One of our local pizza joints, Skipolini's, has this concoction called the "Prego Pizza." It's rumored to have some sort of legendary labor-inducing properties. I put down 3 slices of this legend, and needless to say I am still here, not in labor. Although I would now like to be evicted from my own body, as I deal with the aftermath of 6 different kinds of meat, plus extra garlic and onions. Ugh! (I have a couple of slices left over in the fridge, and am debating whether I can handle eating it for lunch. I'm thinking no, but we'll see. Pizza is pizza.)

Other things we've tried this weekend: walking, yoga, pressure point massage, and yes, sex. Well, sort of sex. There's not really room for any extra people in there right now, so we sort of improvised. Which was nice, except the baby seemed a little TOO into it, if you know what I mean. She shouldn't be thinking about these things for at LEAST 18 more years.

It's not that I don't love hosting our little nugget, or that I've had a particularly terrible time of it or anything. But I'm cranky and uncomfortable, and ready to have this childbirth thing over with so that I can start obsessing about other things. I'm sure I will look back and think I was crazy to ever want to give up this tranquil end-of-pregnancy waiting period, but I guess maybe I've had enough waiting at this point (a sentiment that I'm sure many readers can identify with).

So, anyway, here I wait. With a heart full of anticipation, and a tummy full of meat.

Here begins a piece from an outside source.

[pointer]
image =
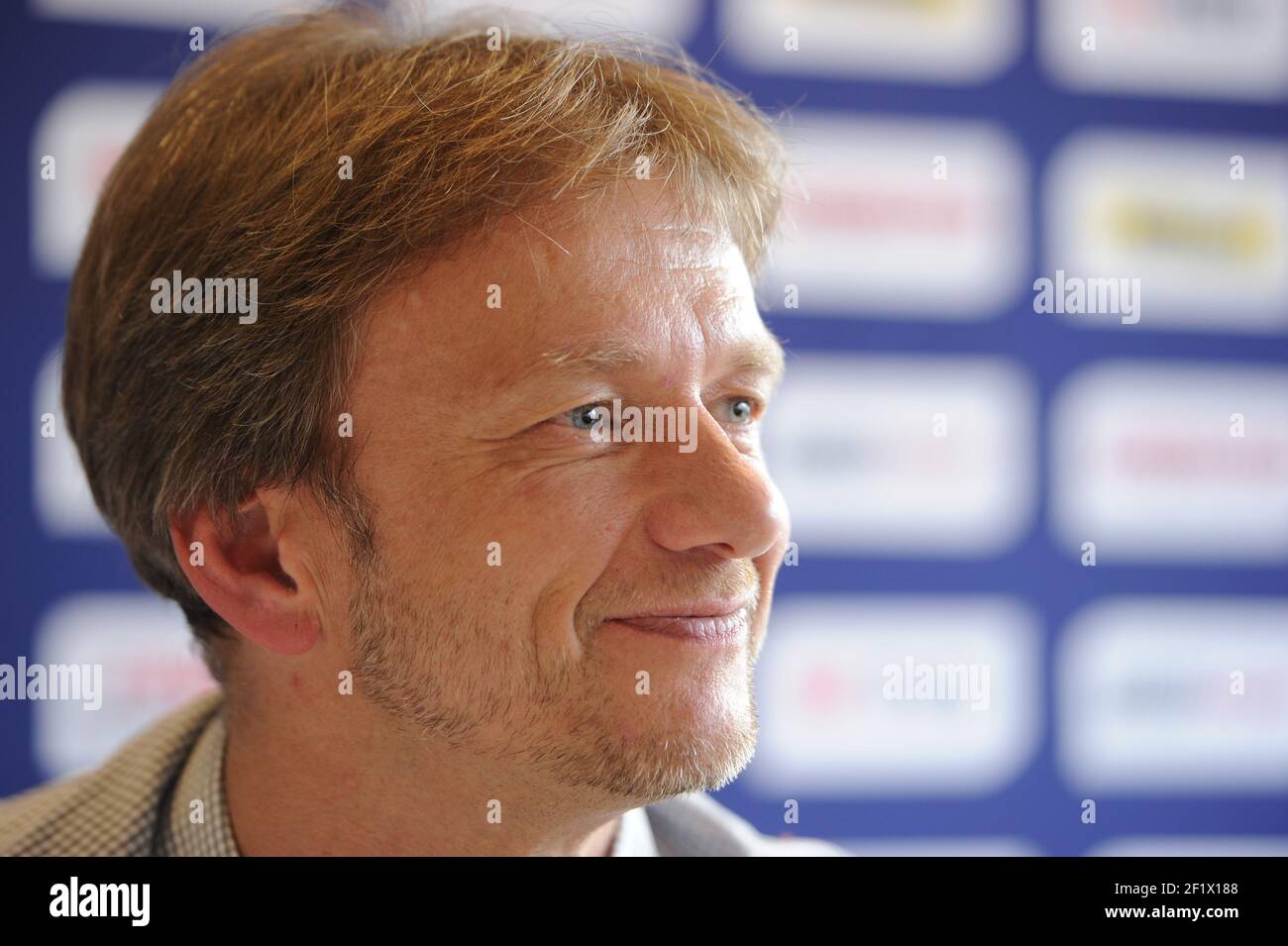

Wednesday, December 2, 2009

38 weeks (gulp)

I've only got 2 weeks to go. Yikes.

I had my OB appointment yesterday, which I dreaded for about a week, thinking I'd be getting my first cervical check courtesy of the least gentle hands in the Bay Area. Turns out Dr. Miss Sunshine doesn't do internals until you're overdue or your water breaks, since they don't really tell you anything about when you might actually go into labor. So that was nice.

We did get to get another peek via ultrasound to make sure the Chicklette was still head down (which she is, and which I didn't doubt for a second, as the feeling of a skull grinding into your pelvis is a pretty singular sensation). We also confirmed that the appendage digging into my left ribs is indeed a foot (or maybe a hand -- all four limbs appear to be clustered over there), and that the hard area on my right side is a spine and baby booty. Pretty neat.

Anyway, I think I crossed the line yesterday and am now more physically uncomfortable with her inside of me than I am anxious about having her outside of me. I'm sure I'll be regaling you all with the various crazy things I will be doing over the next couple of weeks to try and encourage her arrival (Step 1: yoga tonight). Not only would I like my body back, but I also wouldn't mind not spending Christmas (or my birthday 3 days before) in the hospital.

Oh, and I guess I'd also like to meet my daughter. Almost forgot that minor detail!